The essence of the conflict between science and nutrition is time. Once we decide that science is a better guide to a healthy diet than whatever our parents might have taught us (or our grandparents might have taught our parents), then the sooner we get reliable guidance the better off we are. The existence of uncertainty and competing hypotheses, however, does not change the fact that we all have to eat and we have to feed our children. So what do we do?
There are two common responses to this question, as there will be to the arguments made in this book. One response is to take into account the uncertainties about the health effects of fats and carbohydrates and then suggest that we simply eat in moderation. This in turn implies eating a balanced diet in moderation. "Perhaps our most sensible public health recommendation should be moderation in all things, and moderation in that," as the University of Michigan professor of public health Marshall Becker suggested back in 1987.
But some of us do eat with admirable restraint of the four major food groups and yet are obese or overweight anyway, and presumably have an increased risk of other chronic diseases because of it; some of us are suitably lean, eat balanced diets in moderation, and exercise regularly and yet are insulin- resistant and maybe even diabetic.

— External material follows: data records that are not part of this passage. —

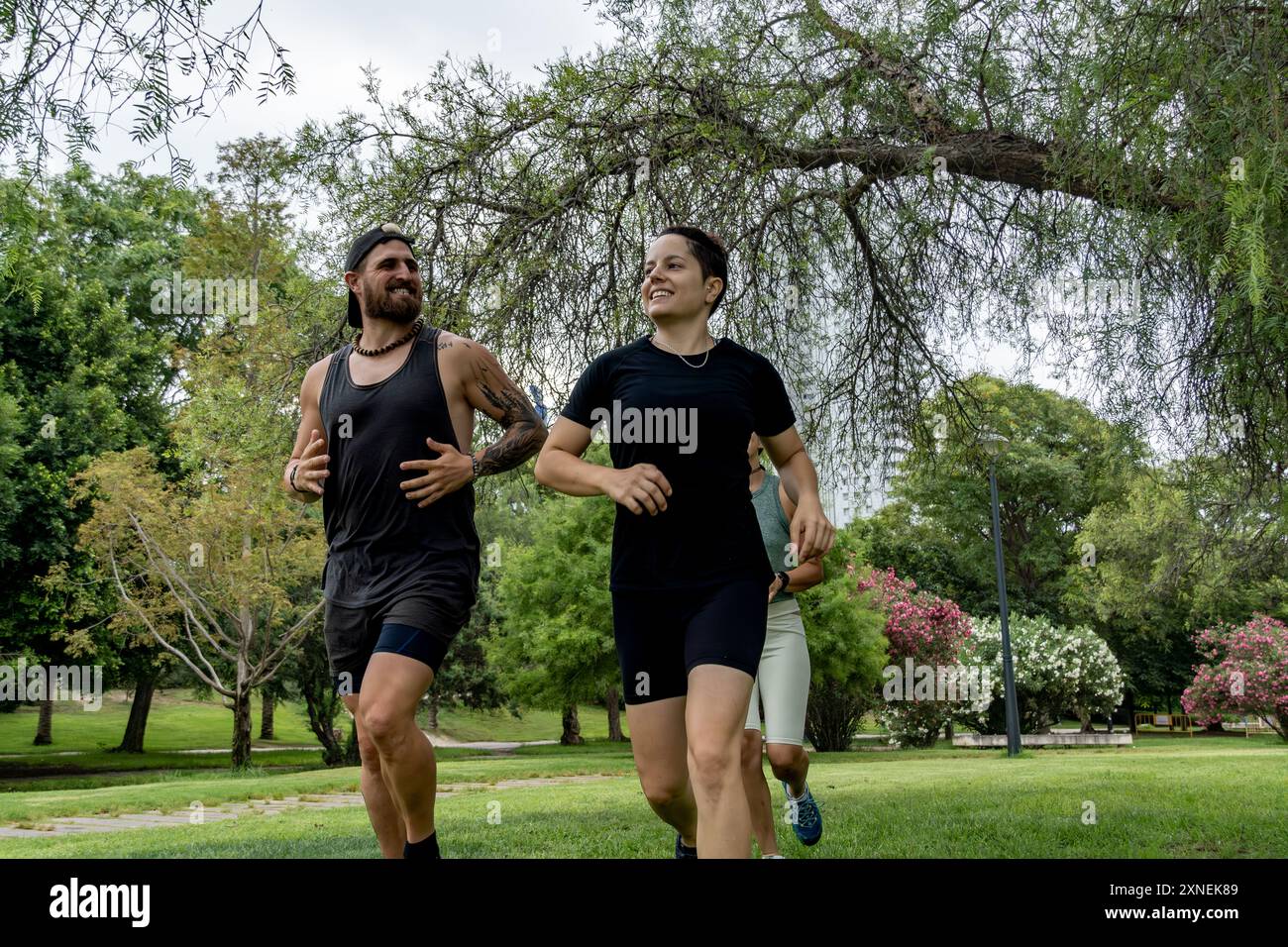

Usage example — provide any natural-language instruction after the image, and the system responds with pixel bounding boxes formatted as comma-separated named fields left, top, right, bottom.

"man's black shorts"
left=613, top=578, right=769, bottom=703
left=323, top=590, right=471, bottom=694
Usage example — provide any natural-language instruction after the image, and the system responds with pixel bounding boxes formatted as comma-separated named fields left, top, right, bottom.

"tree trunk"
left=113, top=676, right=158, bottom=753
left=604, top=684, right=626, bottom=743
left=31, top=695, right=54, bottom=746
left=233, top=690, right=250, bottom=770
left=559, top=703, right=587, bottom=746
left=1078, top=707, right=1096, bottom=733
left=259, top=690, right=277, bottom=740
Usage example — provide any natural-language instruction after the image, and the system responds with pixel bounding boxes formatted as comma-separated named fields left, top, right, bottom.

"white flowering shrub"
left=954, top=614, right=1124, bottom=733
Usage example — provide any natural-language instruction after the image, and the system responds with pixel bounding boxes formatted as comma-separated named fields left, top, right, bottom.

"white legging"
left=746, top=599, right=808, bottom=746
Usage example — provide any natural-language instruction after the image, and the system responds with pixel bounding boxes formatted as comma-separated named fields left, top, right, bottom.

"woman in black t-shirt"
left=536, top=227, right=834, bottom=858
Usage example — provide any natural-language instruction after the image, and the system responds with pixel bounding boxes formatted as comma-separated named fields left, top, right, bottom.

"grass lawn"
left=0, top=736, right=1288, bottom=858
left=416, top=704, right=630, bottom=743
left=0, top=690, right=318, bottom=759
left=0, top=690, right=627, bottom=770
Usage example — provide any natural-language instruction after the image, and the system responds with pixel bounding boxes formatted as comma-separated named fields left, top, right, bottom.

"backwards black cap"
left=344, top=224, right=415, bottom=329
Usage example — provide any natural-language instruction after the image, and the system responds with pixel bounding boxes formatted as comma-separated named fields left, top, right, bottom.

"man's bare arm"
left=448, top=339, right=546, bottom=476
left=282, top=356, right=331, bottom=502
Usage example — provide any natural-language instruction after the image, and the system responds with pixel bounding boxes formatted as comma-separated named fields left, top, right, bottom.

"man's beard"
left=362, top=286, right=421, bottom=325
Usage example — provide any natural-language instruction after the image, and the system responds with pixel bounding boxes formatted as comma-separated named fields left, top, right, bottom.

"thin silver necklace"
left=649, top=333, right=717, bottom=368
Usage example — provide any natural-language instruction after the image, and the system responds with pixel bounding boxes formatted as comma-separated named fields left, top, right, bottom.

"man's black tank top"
left=319, top=326, right=480, bottom=612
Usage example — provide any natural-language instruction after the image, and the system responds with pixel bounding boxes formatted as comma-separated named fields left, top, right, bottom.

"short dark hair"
left=657, top=227, right=729, bottom=314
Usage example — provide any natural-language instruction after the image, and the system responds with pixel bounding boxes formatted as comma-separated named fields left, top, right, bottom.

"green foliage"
left=0, top=168, right=200, bottom=664
left=886, top=374, right=1146, bottom=621
left=796, top=530, right=886, bottom=751
left=484, top=484, right=621, bottom=710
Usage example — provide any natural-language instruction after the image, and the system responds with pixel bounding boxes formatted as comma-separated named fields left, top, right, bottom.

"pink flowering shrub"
left=1181, top=614, right=1288, bottom=741
left=858, top=570, right=971, bottom=746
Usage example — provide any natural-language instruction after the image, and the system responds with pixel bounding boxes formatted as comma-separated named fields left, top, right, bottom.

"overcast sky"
left=75, top=0, right=614, bottom=180
left=67, top=0, right=1069, bottom=422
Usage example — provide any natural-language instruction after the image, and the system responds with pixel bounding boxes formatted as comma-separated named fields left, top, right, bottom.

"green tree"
left=484, top=469, right=621, bottom=743
left=74, top=449, right=322, bottom=768
left=1069, top=464, right=1288, bottom=714
left=796, top=530, right=886, bottom=753
left=0, top=168, right=201, bottom=742
left=300, top=0, right=1288, bottom=525
left=873, top=374, right=1146, bottom=624
left=0, top=0, right=295, bottom=179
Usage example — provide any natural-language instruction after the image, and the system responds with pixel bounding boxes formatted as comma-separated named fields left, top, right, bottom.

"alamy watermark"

The more optimistic response is a compromise position: to
take virtually every reasonable hypothesis from the past fifty years that can coexist with the saturated-fat/cholesterol hypothesis of heart disease and fold them all into one seemingly reasonable diet that might do us good and probably won't do harm. Thus, the current conception of a healthy diet is one that minimizes salt content and maximizes fiber; has plenty of good fats (monounsaturated and omega-three polyunsaturated fats) and minimal bad fats (saturated fats and trans fats); has plenty of olive oil and fish, and little red meat, butter, lard, and dairy products. When meat is consumed, it's lean, which keeps saturated-fat content down and reduces energy density and thus, supposedly, calories. Dairy is low-fat or no-fat. The diet has plenty of nuts and legumes and good carbohydrates, which are those with copious vitamins, minerals, antioxidants, and fiber (vegetables, fruits, and unrefined grains), but few bad carbohydrates, which are energy-dense and thus contribute to obesity (highly refined carbohydrates and sugars).

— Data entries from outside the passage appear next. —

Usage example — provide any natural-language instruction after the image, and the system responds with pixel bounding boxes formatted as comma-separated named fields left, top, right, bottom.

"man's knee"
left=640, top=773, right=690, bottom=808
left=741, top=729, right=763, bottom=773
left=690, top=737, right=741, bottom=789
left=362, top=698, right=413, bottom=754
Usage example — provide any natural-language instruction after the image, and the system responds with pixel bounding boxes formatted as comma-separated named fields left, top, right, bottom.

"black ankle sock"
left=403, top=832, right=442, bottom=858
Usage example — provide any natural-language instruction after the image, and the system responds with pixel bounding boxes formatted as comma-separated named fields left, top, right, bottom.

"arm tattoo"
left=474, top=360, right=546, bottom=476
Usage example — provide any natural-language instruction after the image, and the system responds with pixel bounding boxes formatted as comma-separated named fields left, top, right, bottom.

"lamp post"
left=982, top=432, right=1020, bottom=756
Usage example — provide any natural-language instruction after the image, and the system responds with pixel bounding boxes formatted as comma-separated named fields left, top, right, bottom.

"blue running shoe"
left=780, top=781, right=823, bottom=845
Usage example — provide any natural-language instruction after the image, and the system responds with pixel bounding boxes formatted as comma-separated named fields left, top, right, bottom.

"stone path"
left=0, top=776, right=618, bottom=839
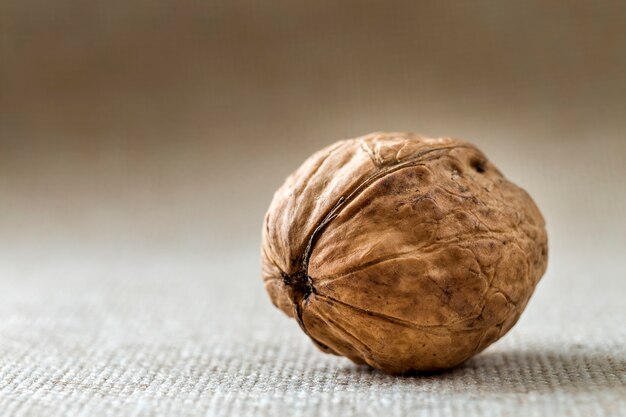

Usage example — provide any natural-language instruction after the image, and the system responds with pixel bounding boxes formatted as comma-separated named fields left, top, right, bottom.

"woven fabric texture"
left=0, top=247, right=626, bottom=417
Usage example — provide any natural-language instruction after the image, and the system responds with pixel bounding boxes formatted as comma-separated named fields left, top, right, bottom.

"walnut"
left=262, top=133, right=547, bottom=373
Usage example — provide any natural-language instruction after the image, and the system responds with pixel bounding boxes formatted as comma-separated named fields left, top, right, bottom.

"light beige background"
left=0, top=0, right=626, bottom=415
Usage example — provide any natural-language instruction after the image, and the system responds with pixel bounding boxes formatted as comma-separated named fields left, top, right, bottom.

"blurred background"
left=0, top=0, right=626, bottom=272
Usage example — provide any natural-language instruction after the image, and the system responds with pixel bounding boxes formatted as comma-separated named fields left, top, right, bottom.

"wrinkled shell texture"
left=262, top=133, right=547, bottom=373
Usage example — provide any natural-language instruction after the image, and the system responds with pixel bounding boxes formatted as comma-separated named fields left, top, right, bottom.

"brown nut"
left=262, top=133, right=547, bottom=373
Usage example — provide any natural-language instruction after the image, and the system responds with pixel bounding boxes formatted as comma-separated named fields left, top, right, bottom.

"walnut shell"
left=262, top=133, right=547, bottom=373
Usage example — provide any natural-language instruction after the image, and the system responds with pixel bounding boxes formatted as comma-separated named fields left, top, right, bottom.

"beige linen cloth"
left=0, top=237, right=626, bottom=417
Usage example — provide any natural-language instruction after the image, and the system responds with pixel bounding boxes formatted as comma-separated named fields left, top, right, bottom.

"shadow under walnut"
left=262, top=133, right=547, bottom=373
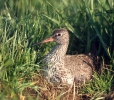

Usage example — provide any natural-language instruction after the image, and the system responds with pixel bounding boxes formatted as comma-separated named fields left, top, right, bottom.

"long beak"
left=33, top=37, right=54, bottom=46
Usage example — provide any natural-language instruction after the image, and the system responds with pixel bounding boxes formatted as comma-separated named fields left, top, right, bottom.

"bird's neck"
left=50, top=43, right=68, bottom=57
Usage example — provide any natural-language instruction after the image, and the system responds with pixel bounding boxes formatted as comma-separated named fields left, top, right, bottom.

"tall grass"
left=0, top=0, right=114, bottom=100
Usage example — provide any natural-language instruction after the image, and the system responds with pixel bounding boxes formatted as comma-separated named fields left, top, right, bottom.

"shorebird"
left=35, top=28, right=94, bottom=86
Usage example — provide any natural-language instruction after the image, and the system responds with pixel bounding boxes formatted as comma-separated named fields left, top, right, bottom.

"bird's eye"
left=58, top=34, right=61, bottom=36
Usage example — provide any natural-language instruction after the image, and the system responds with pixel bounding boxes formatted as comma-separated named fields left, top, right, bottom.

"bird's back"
left=65, top=54, right=93, bottom=83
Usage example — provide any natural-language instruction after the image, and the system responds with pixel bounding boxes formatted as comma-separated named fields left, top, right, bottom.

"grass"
left=0, top=0, right=114, bottom=100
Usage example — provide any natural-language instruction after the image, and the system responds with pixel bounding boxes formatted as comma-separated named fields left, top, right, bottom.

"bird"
left=35, top=28, right=94, bottom=86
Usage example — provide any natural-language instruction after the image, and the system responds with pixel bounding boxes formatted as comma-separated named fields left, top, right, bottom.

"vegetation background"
left=0, top=0, right=114, bottom=100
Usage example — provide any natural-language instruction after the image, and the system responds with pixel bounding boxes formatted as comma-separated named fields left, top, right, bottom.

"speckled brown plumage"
left=35, top=28, right=93, bottom=86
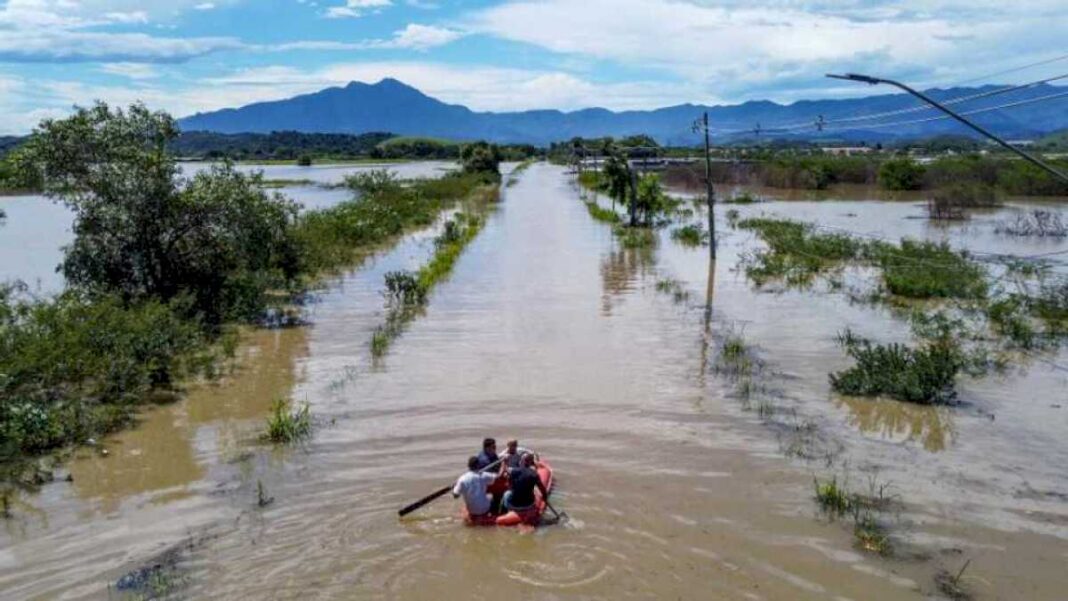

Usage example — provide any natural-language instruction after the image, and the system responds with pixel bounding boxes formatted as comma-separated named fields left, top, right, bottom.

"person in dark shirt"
left=477, top=439, right=499, bottom=470
left=503, top=453, right=549, bottom=511
left=476, top=439, right=507, bottom=513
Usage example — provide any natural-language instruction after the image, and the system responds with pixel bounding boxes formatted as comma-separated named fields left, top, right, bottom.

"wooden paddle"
left=397, top=459, right=503, bottom=518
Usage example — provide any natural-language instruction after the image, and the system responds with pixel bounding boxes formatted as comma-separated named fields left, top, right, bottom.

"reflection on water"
left=600, top=246, right=656, bottom=315
left=69, top=328, right=307, bottom=513
left=835, top=395, right=954, bottom=453
left=0, top=195, right=73, bottom=295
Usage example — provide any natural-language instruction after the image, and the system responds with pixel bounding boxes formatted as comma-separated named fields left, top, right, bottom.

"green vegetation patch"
left=830, top=333, right=967, bottom=405
left=866, top=239, right=988, bottom=299
left=671, top=223, right=708, bottom=247
left=264, top=399, right=312, bottom=444
left=0, top=288, right=221, bottom=457
left=612, top=225, right=657, bottom=249
left=736, top=218, right=864, bottom=285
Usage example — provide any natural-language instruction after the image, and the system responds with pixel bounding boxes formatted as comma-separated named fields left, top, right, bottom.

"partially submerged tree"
left=460, top=142, right=501, bottom=176
left=27, top=102, right=301, bottom=323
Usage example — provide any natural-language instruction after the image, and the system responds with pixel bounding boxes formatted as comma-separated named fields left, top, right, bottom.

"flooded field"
left=0, top=164, right=1068, bottom=601
left=0, top=161, right=455, bottom=294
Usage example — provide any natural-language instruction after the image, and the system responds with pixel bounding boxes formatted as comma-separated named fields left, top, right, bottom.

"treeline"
left=0, top=104, right=502, bottom=459
left=546, top=133, right=662, bottom=164
left=168, top=131, right=393, bottom=161
left=169, top=131, right=538, bottom=164
left=664, top=155, right=1068, bottom=195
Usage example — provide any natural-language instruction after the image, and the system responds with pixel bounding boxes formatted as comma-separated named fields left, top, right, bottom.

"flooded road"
left=0, top=164, right=1068, bottom=601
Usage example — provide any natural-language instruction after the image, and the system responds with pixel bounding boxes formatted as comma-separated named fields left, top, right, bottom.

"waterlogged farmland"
left=0, top=163, right=1068, bottom=600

It may be true that such a diet is uniquely healthy—but we have no idea if that's really so. The diet has the advantage of being politically correct; it can be recommended without fear of ostracism from the medical community.

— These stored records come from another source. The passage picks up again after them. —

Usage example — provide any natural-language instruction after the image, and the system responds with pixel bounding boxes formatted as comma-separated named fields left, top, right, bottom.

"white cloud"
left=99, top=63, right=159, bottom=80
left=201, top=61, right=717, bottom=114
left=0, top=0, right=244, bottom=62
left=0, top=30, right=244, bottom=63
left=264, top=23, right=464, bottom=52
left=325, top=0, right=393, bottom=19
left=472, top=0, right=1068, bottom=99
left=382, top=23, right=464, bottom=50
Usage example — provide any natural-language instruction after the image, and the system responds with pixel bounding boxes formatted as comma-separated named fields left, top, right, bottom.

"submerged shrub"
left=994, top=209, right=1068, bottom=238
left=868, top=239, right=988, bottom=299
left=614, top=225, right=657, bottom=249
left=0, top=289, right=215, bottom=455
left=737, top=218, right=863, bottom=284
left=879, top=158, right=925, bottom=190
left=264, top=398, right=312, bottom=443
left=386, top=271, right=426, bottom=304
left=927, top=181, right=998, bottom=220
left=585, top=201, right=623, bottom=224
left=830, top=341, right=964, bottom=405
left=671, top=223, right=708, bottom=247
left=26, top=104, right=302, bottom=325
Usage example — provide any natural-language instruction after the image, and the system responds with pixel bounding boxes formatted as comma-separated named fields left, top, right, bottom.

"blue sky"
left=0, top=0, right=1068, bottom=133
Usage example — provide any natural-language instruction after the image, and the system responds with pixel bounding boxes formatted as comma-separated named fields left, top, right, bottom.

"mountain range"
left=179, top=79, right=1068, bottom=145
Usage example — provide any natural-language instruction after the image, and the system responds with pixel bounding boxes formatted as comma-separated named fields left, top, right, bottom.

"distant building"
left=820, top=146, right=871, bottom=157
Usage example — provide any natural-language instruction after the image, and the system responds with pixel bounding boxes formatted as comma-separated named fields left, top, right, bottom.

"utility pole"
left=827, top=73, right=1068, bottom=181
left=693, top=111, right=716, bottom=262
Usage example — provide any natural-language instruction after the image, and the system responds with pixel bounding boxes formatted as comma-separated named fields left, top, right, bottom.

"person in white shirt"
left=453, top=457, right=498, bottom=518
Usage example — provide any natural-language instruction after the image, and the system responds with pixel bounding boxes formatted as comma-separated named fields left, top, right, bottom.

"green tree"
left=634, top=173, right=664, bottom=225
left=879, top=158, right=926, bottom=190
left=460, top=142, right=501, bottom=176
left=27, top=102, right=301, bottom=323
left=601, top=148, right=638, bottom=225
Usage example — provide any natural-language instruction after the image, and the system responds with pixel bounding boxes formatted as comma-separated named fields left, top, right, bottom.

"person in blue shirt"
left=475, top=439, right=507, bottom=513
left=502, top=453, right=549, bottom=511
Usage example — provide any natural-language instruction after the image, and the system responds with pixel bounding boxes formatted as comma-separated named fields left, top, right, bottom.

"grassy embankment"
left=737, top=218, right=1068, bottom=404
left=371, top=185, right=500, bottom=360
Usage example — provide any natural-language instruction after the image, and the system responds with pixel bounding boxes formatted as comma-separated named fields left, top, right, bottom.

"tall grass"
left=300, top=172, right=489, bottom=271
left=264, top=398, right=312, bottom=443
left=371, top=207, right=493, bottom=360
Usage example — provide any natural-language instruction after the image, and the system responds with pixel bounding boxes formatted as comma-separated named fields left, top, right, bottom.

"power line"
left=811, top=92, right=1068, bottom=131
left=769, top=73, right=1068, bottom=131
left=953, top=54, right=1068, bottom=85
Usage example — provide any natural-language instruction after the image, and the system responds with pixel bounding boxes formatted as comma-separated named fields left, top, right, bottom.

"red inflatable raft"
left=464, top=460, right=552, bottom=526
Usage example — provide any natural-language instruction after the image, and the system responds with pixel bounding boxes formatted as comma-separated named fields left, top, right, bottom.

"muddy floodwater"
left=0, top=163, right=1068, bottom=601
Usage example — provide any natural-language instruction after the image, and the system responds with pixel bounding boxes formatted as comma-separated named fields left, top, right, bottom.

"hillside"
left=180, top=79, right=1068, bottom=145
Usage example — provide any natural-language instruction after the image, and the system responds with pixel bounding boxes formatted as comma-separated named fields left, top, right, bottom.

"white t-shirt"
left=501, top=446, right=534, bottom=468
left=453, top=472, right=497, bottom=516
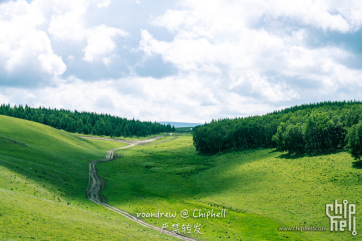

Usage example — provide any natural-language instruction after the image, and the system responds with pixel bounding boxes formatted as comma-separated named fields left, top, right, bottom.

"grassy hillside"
left=0, top=115, right=178, bottom=240
left=99, top=135, right=362, bottom=240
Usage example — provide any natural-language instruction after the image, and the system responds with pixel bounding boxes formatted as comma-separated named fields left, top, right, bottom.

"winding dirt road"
left=81, top=136, right=196, bottom=241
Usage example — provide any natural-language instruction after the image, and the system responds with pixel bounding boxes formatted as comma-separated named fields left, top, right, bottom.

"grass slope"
left=0, top=115, right=178, bottom=240
left=99, top=135, right=362, bottom=240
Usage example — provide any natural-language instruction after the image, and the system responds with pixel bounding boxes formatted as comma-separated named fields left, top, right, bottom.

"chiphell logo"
left=326, top=200, right=357, bottom=236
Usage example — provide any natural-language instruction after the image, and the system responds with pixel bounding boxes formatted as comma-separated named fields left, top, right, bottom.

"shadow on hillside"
left=352, top=160, right=362, bottom=169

Whether it is healthier, however, than, say,
a meat diet of 70-80 percent fat calories and absent carbohydrates almost entirely, as Stefansson suggested in the 1920s, or any diet of animal products (meat, fish, fowl, eggs, and cheese) and green vegetables but absent entirely starches, sugar, and flour or even sugar alone, is still anybody's guess. And whether such a diet would prevent us from fattening or reverse obesity, or do it better than a mostly meat diet, has also never been tested. If it doesn't, then it's probably not the healthiest diet, because excessive fat accumulation is certainly associated with increased risk of chronic disease.
I have spent much of the last fifteen years reporting and writing about issues of public health, nutrition, and diet. I have spent five years on the research for and writing of this book alone. To a great extent, the conclusions I've reached are as much a product of the age we live in as they are my own skeptical inquiry. Just ten years ago, the research for this book would have taken the better part of a lifetime. It was only with the development of the Internet, of search engines and the comprehensive databases of the Library of Medicine, the Institute for Scientific Information, research libraries, and secondhand-book stores worldwide now accessible online that I was able, with reasonable facility, to locate and procure virtually any written source, whether published a century ago or last week, and to track down and contact clinical investigators and public-health officials, even those long retired.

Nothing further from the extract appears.